Looking at your two examples;

Multiplying 0 by 10 results in... zero! Which doesn't alter the line width. Note that you've also executed save, but not restore, which is wasteful. You don't need the save.

In the second example you've left the original parameter on the stack, so potentially corrutped the program execution, and you haven't actually altered the graphics state because you haevn't called the system setlinewidth. Which also leaves the 10 on the stack.

Something like :

%% Grab a copy of the current setlinewidth
%%
/system_setlinewidth /setlinewidth load def

%% Define a version of setlinewidth which expands hairlines
%%
/setlinewidth {
  dup            %% copy the linewidth parameter
  0 eq           %% Test if its zero, defined as a hairline (consumes the copy)
  {
    pop 10       %% discard the linewidth and replace it with 10
  }
  system_setlinewidth  %% Still need to actually execute the setlinewidth
} bind def

Would probably work. Note that I haven't tested this. Regarding files, if you can't paste it in here, then put it somewhere public (eg DropBox) and put the URL in the question. For future reference.
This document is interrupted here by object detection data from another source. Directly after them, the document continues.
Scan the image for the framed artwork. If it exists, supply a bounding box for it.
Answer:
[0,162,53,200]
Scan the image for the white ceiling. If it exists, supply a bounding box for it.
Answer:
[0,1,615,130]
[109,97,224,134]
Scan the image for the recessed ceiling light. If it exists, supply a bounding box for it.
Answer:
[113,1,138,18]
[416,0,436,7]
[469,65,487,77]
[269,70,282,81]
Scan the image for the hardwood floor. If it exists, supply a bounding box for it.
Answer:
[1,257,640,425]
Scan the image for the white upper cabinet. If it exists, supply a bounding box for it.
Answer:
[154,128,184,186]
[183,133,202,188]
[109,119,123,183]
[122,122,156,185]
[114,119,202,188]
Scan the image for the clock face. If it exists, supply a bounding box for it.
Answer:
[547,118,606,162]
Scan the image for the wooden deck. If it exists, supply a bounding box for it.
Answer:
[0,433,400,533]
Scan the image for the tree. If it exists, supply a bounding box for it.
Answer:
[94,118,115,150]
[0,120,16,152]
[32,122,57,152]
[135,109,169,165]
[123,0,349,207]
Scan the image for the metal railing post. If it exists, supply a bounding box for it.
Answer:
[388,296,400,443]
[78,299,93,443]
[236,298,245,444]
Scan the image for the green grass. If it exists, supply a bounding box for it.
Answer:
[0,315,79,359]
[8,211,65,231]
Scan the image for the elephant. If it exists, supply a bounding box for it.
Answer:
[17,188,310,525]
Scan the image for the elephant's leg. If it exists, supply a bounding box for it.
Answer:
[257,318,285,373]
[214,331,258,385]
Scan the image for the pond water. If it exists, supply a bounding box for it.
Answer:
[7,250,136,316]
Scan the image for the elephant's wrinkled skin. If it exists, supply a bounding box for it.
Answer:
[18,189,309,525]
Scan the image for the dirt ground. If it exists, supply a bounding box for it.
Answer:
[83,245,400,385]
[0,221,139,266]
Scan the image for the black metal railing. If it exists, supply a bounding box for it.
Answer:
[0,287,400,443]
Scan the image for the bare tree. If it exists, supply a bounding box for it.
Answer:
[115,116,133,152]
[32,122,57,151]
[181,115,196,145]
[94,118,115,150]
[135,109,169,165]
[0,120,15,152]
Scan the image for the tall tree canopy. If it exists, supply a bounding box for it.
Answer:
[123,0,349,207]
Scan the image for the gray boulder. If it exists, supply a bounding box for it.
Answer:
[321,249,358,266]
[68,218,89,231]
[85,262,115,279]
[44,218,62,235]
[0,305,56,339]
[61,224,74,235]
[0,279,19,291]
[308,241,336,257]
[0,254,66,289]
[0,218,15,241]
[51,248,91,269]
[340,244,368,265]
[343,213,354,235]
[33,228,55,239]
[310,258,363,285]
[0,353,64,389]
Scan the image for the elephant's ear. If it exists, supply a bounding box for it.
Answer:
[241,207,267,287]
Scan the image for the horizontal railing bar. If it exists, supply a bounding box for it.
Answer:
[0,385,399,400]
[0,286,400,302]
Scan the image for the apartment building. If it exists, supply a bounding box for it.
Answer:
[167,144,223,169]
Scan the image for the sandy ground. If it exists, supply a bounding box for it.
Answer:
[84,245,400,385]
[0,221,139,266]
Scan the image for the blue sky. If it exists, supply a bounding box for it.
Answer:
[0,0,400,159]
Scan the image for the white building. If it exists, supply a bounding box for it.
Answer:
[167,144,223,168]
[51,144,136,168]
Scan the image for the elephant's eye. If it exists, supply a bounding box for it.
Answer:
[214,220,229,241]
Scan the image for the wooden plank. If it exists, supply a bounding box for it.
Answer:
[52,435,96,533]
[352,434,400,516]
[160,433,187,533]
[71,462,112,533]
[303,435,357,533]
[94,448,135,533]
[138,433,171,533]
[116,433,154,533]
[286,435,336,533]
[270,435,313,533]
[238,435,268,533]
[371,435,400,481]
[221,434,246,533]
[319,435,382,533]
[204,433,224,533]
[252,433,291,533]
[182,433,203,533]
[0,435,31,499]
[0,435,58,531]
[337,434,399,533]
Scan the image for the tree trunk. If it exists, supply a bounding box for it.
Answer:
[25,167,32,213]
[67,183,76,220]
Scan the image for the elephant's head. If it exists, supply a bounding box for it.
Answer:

The question is entirely on-topic for both Ghostscript and PostScript since it involves a PostScript programming question. Its not on-topic for 'monchrome', 'cmd', 'batch-file' and (probably) PDF.

There is no way to apply this trickery to a PDF file with Ghostscript though, and the same potential problem applies; zero width lines are defined as hairlines and are always one pixel wide, no matter what the resolution of the device. If you can you should recommend to the people creating these files that they don't do that unless they have an awfully good reason!